W3C home > Mailing lists > Public > www-archive@w3.org > June 2002

CWM bug + RFE: N3 to XML RDF fails on non-trivial Unicode

From: Sampo Syreeni <decoy@iki.fi>
Date: Mon, 24 Jun 2002 17:20:13 +0300 (EEST)
To: Dan Connolly <connolly@w3.org>
cc: Tim Berners-Lee <timbl@w3.org>, <www-archive+n3bugs@w3.org>
Message-ID: <Pine.SOL.4.30.0206241436200.26257-100000@kruuna.Helsinki.FI>

I'm not exactly sure what the proper procedure is for submitting CWM bugs,
so I'm monkeying what Google serves me with...
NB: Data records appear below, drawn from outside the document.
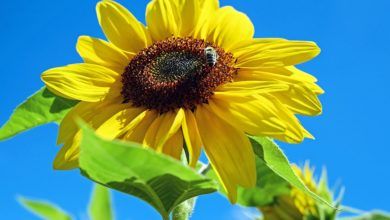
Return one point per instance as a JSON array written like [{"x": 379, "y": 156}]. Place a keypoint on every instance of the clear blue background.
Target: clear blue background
[{"x": 351, "y": 134}]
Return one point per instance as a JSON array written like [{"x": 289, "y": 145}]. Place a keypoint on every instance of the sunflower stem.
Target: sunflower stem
[{"x": 184, "y": 210}]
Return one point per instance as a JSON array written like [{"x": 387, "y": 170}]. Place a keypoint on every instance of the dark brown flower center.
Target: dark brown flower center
[{"x": 175, "y": 73}]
When doing "cwm decoy.n3 -rdf", CWM barfs on a non-ASCII Unicode character
in the file. I'm using CWM 1.82, and the N3 file can be found in
http://www.iki.fi/~decoy/shared/meta/decoy.n3 . The problem doesn't recur
when going to NTriples or N3; characters get escaped. The trace:

Traceback (most recent call last):
  File "cwm.py", line 598, in ?
    doCommand()
  File "cwm.py", line 581, in doCommand
    _store.dumpNested(workingContext, _outSink)
  File "llyn.py", line 1132, in dumpNested
    self.dumpNestedStatements(context, sink)
  File "llyn.py", line 1145, in dumpNestedStatements
    self._dumpSubject(currentSubject, context, sink, sorting, statements)
  File "llyn.py", line 1233, in _dumpSubject
    self.dumpStatement(sink, s.triple)
  File "llyn.py", line 1293, in dumpStatement
    self._outputStatement(sink, triple)
  File "llyn.py", line 877, in _outputStatement
    sink.makeStatement(self.extern(triple))
  File "notation3.py", line 847, in makeStatement
    self._wr.data(obj[1])
  File "notation3.py", line 1101, in data
    xmldata(o.write, str, self.dataEsc)
  File "notation3.py", line 1116, in xmldata
    write(str[i:])
  File "c:\python22\lib\codecs.py", line 137, in write
    data, consumed = self.encode(object, self.errors)
UnicodeError: ASCII decoding error: ordinal not in range(128)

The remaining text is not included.